A Operação Sevandija é um exemplo importante da atuação do Gaeco e da Polícia Federal no combate à corrupção e em como pode chegar a executivos e negócios mal explicados ou obscuros que lesão ao povo de maneira nociva e neste caso com algo essencialmente importante: água.

A atuação da Aegea tem sido um problema para a população brasileira. A empresa tem sido responsável pelo aumento dos preços da água e do esgoto, pela redução da qualidade do serviço, pela falta de transparência e pelo favorecimento de interesses privados. A defesa da privatização da CORSAN é uma tentativa maliciosa de alguns setores políticos e econômicos de perpetuar a desigualdade social e consolidar a exploração do povo em benefício de uma elite gananciosa, em especial a AEGEA para conjuntamente com a Iguá, formarem o maior monopólio privado de água do país,conjuntamente com o BTG fazendo o lobby pesado do mercado de capitais. É inaceitável que, em pleno século XXI, estejamos retrocedendo e permitindo que o capitalismo selvagem predomine sobre o bem-estar da população e a preservação do meio ambiente. Nesse contexto, é crucial ouvir as vozes daqueles que têm alertado sobre os perigos dessa privatização. O sociólogo Zygmunt Bauman nos ensina que a privatização é um reflexo da “modernidade líquida”, onde os laços sociais são dissolvidos em prol de um individualismo egoísta.
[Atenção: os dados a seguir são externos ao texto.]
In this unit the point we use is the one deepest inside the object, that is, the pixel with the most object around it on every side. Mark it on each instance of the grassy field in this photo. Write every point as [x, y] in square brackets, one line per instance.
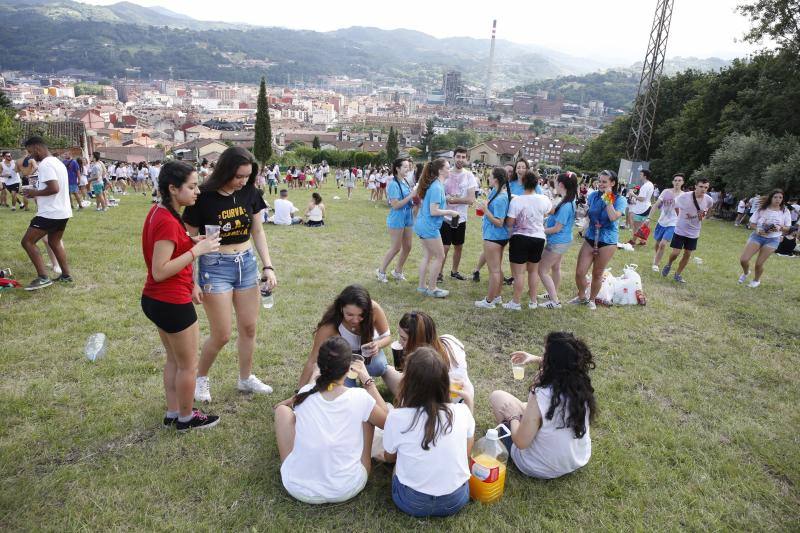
[698, 392]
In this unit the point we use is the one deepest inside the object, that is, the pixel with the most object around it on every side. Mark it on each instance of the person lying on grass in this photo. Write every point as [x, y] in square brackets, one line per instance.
[550, 433]
[325, 432]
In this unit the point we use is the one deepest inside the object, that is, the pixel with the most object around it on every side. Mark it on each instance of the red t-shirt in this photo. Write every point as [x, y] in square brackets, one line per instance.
[161, 225]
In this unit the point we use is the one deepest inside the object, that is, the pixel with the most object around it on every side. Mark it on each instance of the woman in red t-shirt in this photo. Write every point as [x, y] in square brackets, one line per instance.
[167, 295]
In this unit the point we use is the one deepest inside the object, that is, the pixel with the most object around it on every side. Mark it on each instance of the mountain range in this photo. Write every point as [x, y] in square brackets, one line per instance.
[154, 42]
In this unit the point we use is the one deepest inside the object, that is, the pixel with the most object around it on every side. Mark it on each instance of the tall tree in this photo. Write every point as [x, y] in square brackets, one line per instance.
[262, 146]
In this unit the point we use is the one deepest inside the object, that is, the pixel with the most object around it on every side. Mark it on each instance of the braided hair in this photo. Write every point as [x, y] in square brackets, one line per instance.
[565, 369]
[334, 361]
[173, 173]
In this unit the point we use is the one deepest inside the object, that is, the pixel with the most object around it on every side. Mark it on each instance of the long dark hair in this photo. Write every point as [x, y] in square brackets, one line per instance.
[226, 167]
[426, 387]
[570, 183]
[333, 361]
[351, 295]
[173, 173]
[430, 173]
[565, 368]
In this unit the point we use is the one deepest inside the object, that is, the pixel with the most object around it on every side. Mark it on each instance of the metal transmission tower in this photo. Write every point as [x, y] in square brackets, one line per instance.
[644, 112]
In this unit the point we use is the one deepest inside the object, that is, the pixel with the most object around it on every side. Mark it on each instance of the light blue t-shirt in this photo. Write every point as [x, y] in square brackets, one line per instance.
[499, 208]
[566, 217]
[517, 189]
[609, 231]
[397, 190]
[427, 226]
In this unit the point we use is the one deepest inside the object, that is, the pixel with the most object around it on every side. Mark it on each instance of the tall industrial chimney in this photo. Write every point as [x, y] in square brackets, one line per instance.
[491, 63]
Precisamos resistir a essa liquidez social e defender o direito de todos à água potável e ao saneamento adequado como um bem comum, e não como uma mercadoria.

A privatização da CORSAN é uma ação predatória e lesiva – que irá virar caso de polícia e que coloca em risco os interesses do povo e o futuro do país. Devemos resistir a essa agenda nefasta e exigir que nossas autoridades ajam em prol do bem-estar coletivo e da proteção do meio ambiente, em vez de atender aos interesses egoístas de uma minoria privilegiada.

A CORSAN é do povo, e não devemos jamais permitir que ela seja entregue à ganância desmedida das empresas privadas.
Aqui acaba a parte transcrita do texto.